Au contraire, la Banque centrale européenne (BCE) semble prête à resserrer encore une fois les conditions du crédit, et à porter son taux directeur à 4,25%. Son président Jean-Claude Trichet a confirmé mardi le sentiment des investisseurs, en insistant sur la persistance des risques inflationnistes en zone euro.

"La BCE ne semble pas près de baisser ses taux d'intérêt, même si la Fed baisse les siens", relève Stuart Bennett, économiste chez Calyon. "Ce découplage entre la BCE et la Fed laisse envisager une progression continue de l'euro face au dollar", juge-t-il.

La divergence entre taux d'intérêt en zone euro et aux Etats-Unis joue en faveur de la devise européenne : elle érode en effet les rendements offerts par le dollar par rapport à l'euro.

"Notre objectif de 1,40 dollar pour un euro d'ici la fin de l'année pourrait bien être atteint plus tôt que nous ne le pensions", avance Audrey Childe-Freeman, économiste à la CIBC. A plus long terme toutefois, la baisse des taux d'intérêt américains pourrait être salutaire pour le dollar, considèrent certains analystes.
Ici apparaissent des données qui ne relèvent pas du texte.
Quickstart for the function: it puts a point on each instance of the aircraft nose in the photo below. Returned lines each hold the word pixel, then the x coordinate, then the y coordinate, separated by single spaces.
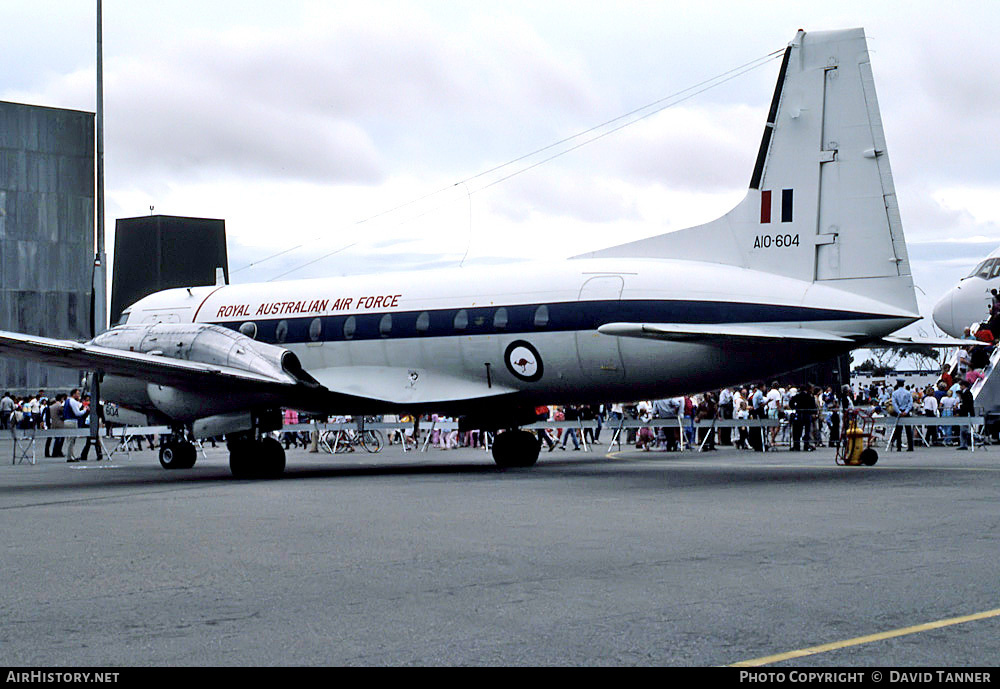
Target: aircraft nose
pixel 944 314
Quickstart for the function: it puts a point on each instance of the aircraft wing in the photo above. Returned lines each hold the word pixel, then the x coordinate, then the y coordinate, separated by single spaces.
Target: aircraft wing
pixel 150 367
pixel 715 332
pixel 944 341
pixel 346 385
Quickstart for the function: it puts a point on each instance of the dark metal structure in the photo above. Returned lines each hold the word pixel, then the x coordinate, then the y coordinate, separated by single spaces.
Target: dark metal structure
pixel 157 252
pixel 46 234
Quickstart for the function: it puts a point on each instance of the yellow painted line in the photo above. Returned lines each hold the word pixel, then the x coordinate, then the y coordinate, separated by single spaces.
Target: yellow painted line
pixel 857 641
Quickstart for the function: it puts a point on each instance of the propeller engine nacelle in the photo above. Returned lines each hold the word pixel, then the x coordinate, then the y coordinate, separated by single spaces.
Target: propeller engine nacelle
pixel 209 344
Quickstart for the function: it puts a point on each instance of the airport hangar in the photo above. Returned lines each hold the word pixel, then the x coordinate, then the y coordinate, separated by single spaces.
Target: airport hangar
pixel 47 212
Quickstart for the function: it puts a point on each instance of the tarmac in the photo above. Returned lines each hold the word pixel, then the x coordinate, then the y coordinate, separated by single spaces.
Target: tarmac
pixel 590 558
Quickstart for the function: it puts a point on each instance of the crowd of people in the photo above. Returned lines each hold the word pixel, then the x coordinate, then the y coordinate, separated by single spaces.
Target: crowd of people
pixel 38 411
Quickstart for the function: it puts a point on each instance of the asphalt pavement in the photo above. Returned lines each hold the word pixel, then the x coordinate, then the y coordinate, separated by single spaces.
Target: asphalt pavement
pixel 440 558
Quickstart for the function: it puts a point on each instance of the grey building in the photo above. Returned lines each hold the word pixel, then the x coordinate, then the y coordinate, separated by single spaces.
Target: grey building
pixel 46 233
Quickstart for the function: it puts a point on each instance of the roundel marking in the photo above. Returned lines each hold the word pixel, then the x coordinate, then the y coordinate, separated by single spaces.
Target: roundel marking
pixel 523 360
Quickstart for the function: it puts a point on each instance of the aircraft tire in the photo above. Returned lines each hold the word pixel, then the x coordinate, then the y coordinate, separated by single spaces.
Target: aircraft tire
pixel 516 449
pixel 178 455
pixel 868 457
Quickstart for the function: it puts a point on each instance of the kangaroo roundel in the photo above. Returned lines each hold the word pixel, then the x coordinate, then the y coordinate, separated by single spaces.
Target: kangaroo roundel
pixel 523 361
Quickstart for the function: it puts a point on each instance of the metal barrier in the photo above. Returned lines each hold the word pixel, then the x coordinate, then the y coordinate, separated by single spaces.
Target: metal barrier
pixel 25 439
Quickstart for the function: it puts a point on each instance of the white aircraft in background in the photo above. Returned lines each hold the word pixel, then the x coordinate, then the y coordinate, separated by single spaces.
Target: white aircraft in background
pixel 969 301
pixel 812 263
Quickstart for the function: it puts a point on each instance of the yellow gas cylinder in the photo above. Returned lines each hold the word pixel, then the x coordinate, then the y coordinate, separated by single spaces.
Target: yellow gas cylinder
pixel 855 445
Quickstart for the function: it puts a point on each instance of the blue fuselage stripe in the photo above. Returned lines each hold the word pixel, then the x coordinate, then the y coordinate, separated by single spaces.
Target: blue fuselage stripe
pixel 525 318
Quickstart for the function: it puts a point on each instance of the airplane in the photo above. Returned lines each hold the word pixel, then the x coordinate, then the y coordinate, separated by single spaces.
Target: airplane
pixel 810 264
pixel 969 301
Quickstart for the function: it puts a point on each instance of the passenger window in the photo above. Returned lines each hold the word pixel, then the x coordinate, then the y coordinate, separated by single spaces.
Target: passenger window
pixel 500 319
pixel 315 330
pixel 423 322
pixel 541 316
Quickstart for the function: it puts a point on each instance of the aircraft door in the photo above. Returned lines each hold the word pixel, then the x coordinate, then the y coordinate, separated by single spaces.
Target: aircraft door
pixel 600 355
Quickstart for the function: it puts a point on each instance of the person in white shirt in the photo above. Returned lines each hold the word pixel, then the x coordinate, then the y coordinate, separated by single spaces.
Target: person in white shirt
pixel 930 407
pixel 774 408
pixel 946 406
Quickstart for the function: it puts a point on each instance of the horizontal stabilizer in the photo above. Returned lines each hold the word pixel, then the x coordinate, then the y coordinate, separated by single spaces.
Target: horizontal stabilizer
pixel 708 332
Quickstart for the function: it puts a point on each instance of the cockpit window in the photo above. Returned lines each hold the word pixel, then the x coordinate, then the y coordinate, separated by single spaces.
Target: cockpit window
pixel 983 269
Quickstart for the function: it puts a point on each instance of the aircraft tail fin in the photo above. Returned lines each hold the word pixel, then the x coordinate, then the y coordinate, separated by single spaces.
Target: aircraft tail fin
pixel 821 205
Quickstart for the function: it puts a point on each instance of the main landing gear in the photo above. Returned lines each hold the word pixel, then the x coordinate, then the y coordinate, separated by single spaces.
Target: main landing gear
pixel 255 457
pixel 516 448
pixel 178 452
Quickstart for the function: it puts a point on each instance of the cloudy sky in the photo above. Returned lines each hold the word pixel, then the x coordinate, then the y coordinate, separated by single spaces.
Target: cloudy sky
pixel 337 138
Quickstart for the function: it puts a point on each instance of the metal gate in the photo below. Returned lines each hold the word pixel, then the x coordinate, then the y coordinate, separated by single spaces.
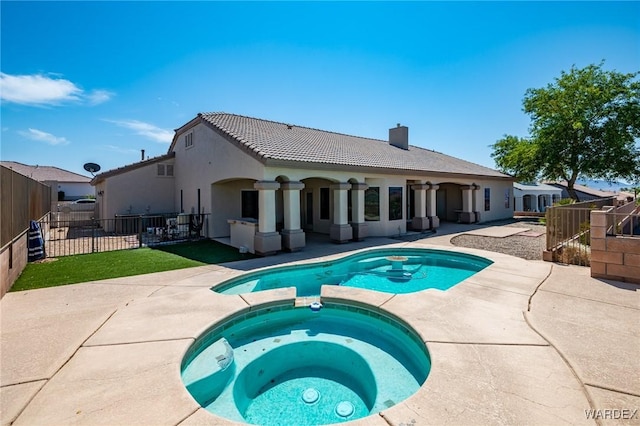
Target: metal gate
pixel 71 233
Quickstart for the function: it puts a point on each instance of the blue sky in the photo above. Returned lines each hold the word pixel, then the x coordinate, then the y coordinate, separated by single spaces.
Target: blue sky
pixel 99 81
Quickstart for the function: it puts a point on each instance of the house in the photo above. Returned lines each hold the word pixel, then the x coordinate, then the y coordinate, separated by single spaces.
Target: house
pixel 65 185
pixel 586 193
pixel 535 197
pixel 264 184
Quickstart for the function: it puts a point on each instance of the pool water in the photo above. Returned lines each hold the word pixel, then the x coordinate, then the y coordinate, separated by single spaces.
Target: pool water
pixel 398 270
pixel 289 365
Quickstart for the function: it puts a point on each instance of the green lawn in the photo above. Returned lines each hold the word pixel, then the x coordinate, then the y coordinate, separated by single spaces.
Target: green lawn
pixel 124 263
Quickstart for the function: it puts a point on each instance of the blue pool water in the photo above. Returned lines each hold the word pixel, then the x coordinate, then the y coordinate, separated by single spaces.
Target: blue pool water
pixel 287 365
pixel 398 270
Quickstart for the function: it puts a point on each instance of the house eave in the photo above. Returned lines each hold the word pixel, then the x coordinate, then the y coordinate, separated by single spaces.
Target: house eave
pixel 114 172
pixel 271 162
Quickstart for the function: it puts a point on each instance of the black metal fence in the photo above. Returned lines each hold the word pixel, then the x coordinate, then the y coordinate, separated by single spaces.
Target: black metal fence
pixel 65 236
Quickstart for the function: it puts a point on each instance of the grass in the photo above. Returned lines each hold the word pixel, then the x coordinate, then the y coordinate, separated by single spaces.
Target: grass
pixel 124 263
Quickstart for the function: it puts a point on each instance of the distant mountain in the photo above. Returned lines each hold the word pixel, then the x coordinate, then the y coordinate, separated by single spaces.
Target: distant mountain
pixel 604 185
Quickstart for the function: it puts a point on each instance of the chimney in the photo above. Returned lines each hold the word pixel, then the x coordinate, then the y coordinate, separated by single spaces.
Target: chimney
pixel 399 137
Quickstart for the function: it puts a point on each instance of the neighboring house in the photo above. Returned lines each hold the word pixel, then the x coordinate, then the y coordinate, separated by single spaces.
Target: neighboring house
pixel 535 197
pixel 584 192
pixel 73 185
pixel 265 184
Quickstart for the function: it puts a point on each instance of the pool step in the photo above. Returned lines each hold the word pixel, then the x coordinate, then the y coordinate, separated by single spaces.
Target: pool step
pixel 209 372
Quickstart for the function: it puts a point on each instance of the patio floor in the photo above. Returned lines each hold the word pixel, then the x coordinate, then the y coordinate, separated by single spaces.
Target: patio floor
pixel 521 342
"Une baisse des taux pourrait être interprétée comme une réaction de la Fed à la faiblesse de l'économie américaine, comme une mesure de relance, ce qui serait bénéfique", estime par exemple Marios Maratheftis, économiste chez Standard Chartered

Les records de la monnaie unique jusqu'en juillet avaient suscité la polémique en zone euro, où une devise - relativement - forte n'est pas du goût de tous. La classe politique française en particulier s'était inquiétée des conséquences de la hausse de l'euro sur les entreprises exportatrices. Ses critiques à l'encontre de la BCE, accusée d'entretenir la hausse de l'euro par sa rigueur monétaire, avaient cependant été mal accueillies par ses partenaires européens.

Les Etats-Unis au contraire son beaucoup plus discrets sur l'évolution de leur devise, concentrant leurs efforts diplomatiques sur le taux de change avec le yuan chinois, considéré comme étant sous-évalué. Les analystes pensent que les autorités américaines ne voient pas forcément d'un mauvais oeil la baisse graduelle du dollar, outil de réduction des énormes déficits américains.